Blessings to little Kizi. 💔 And wishing you love and healing. Take good care of yourself. 💕

AddictedToBooks · 19/09/2024 14:13

ABose · 18/09/2024 21:49

Thank you so much for all the messages. Those who have shared their experiences gave me a lot of courage to go through the situation so thank you!

All the procedures happened last week. I was in labour for 1 hr and delivered the baby very quickly. Firstly I thought what to do but then decided to see the baby. Thank God, I did. I named her Kizi and send off with the prayers. I also opted for post mortem so baby is in Oxford now for further tests, she will be back to my hospital early next week. I am not too sure about burial! First I opted for hospital one but they said wait time is 3 months and it will be done with other babies! Now I am changing my mind, thinking of arranging it by ourselves, may be I can get a closure.

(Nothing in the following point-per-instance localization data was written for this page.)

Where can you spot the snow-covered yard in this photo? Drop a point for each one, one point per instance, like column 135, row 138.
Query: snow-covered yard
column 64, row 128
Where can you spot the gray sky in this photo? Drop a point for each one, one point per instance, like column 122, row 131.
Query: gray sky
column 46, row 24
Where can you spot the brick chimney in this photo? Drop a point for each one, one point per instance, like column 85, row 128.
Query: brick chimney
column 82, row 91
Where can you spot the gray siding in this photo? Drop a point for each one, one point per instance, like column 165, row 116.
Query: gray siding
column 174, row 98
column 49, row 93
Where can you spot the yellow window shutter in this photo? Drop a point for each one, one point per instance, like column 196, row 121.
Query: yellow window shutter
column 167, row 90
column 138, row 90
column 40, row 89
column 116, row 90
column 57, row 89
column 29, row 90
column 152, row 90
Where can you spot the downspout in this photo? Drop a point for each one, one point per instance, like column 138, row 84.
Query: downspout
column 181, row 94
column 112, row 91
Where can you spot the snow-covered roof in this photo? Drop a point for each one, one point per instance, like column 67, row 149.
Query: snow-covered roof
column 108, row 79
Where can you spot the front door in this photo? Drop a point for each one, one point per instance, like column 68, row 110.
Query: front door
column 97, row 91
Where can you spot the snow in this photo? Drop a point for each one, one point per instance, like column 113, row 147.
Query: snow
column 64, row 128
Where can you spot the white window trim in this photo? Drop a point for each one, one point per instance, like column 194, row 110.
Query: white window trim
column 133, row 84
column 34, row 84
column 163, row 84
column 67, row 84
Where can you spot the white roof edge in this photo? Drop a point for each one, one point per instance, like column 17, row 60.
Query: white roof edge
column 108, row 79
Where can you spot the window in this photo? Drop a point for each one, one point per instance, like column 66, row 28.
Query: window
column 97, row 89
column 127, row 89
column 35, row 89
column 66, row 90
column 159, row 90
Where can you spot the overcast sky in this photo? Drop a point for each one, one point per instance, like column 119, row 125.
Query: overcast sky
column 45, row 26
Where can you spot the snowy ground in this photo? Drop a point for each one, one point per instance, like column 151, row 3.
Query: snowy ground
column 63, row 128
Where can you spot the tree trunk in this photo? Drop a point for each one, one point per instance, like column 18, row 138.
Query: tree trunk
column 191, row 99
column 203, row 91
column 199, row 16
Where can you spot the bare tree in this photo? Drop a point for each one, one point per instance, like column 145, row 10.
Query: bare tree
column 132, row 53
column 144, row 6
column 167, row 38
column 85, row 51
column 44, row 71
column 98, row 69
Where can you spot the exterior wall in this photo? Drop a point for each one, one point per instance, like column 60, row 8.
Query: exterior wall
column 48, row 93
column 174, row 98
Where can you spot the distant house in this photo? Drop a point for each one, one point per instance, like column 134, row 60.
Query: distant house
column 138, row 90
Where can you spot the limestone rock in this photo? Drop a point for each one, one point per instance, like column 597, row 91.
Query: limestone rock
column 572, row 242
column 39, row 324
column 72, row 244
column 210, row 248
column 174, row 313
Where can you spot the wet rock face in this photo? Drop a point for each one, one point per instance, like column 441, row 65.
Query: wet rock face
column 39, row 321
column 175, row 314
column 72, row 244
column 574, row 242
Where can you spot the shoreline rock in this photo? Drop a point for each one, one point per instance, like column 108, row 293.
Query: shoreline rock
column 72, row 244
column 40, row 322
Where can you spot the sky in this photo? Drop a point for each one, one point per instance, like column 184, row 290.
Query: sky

I am so sorry for what you are going through and am sending love to you, Kizi (beautiful name) and the rest of your loved ones.

As someone who has had had more than one hospital burial, I would honestly advise that if you can, get your own plot for Kizi.

One of my babies is in a Communal Baby Garden and even though we know roughly where she is, there's always that element of doubt and we also had the trauma of another parent repeatedly trashing her grave because they didn't like the small ornaments that we put there and were adamant that their son was in that exact spot. I was almost suicidal with it and even now, I don't find the comfort I once did.

If you get Kizi her own plot, you can make it as beautiful as you want - we call our baby's plots their "gardens".

Luckily the shared grave with our other baby is a smaller grave and he's buried with an adult and 6 other babies and the other families have been wonderful and we've clubbed together to make a lovely "garden" - but because it's a shared grave and the adult's relatives may still be alive, we're not allowed to place a headstone, even if we name every person in the grave.